// AIINFRA 202 · Semester 2
Model Adaptation — Fine-Tuning & Quantization
Customize and compress open-weight LLMs on consumer and cloud GPUs
This hands-on course teaches adult learners to adapt open-weight language models to specific tasks and domains without enterprise-scale hardware. Students learn to decide when to fine-tune versus prompt-engineer or use RAG, build and format instruction datasets, and run supervised and parameter-efficient fine-tuning (LoRA, QLoRA, PEFT) plus preference tuning with DPO using Hugging Face, Unsloth, and Axolotl. The course also covers quantization formats (GGUF, AWQ, GPTQ, FP8), KV-cache quantization, and knowledge distillation to shrink models for deployment. Learners evaluate adapted models, guard against overfitting and catastrophic forgetting, and address the licensing and ethics of model weights and training data.
Outcomes
Course objectives
- Evaluate a task and choose correctly among prompt engineering, retrieval-augmented generation, and fine-tuning, justifying the decision by cost, data availability, and hardware limits.
- Build, clean, and format instruction and chat datasets and run supervised and parameter-efficient fine-tuning (LoRA, QLoRA, PEFT) on a single consumer or cloud GPU.
- Apply preference tuning with DPO and track experiments to improve a model while avoiding overfitting and catastrophic forgetting.

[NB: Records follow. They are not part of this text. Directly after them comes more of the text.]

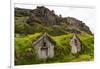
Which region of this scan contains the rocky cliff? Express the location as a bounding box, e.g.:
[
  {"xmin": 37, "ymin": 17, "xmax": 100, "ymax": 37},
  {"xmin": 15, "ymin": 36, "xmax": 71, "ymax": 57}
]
[{"xmin": 15, "ymin": 6, "xmax": 92, "ymax": 34}]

- Quantize models into GGUF, AWQ, GPTQ, and FP8 formats and analyze the resulting precision, quality, and memory tradeoffs.
- Assess licensing and ethical constraints on model weights and training data and package an adapted, quantized model for serving.
Student learning outcomes
- Choose correctly among prompt engineering, RAG, and fine-tuning for a given task, cost, and hardware budget.

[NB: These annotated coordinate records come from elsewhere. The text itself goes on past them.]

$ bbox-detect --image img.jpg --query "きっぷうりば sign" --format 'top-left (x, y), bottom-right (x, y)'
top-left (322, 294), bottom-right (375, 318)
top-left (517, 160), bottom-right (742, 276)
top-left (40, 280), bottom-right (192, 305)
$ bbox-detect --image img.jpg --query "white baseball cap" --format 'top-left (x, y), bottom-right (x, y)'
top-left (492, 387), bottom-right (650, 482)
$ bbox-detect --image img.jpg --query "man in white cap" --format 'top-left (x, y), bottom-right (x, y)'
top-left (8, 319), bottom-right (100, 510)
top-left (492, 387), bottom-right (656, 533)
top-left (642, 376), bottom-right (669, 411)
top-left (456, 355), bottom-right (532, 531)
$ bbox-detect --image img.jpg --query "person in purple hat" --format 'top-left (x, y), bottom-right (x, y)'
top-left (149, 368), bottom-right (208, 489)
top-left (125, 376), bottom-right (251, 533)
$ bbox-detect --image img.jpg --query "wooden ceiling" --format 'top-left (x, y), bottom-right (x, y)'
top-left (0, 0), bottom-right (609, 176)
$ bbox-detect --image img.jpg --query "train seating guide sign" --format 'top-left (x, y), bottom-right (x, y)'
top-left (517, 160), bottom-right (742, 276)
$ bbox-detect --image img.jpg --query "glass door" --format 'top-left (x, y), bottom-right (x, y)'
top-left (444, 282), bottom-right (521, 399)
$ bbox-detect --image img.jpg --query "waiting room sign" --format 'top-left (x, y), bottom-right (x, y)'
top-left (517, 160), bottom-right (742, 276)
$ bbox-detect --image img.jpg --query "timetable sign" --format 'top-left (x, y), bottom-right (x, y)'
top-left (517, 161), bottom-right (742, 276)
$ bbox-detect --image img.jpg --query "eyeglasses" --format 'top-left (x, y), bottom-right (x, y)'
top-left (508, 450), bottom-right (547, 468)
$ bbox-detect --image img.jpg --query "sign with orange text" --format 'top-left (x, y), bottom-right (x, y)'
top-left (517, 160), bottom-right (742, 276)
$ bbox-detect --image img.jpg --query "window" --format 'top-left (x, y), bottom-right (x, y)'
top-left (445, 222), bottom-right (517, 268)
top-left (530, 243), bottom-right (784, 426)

- Build instruction/chat datasets and run SFT and parameter-efficient fine-tuning (LoRA/QLoRA/PEFT) on a single GPU.
- Apply DPO preference tuning and track experiments while avoiding overfitting and catastrophic forgetting.
- Quantize models to GGUF, AWQ, GPTQ, and FP8 and analyze precision, quality, and memory tradeoffs.
- Evaluate model-weight and training-data licensing/ethics and package an adapted, quantized model for serving.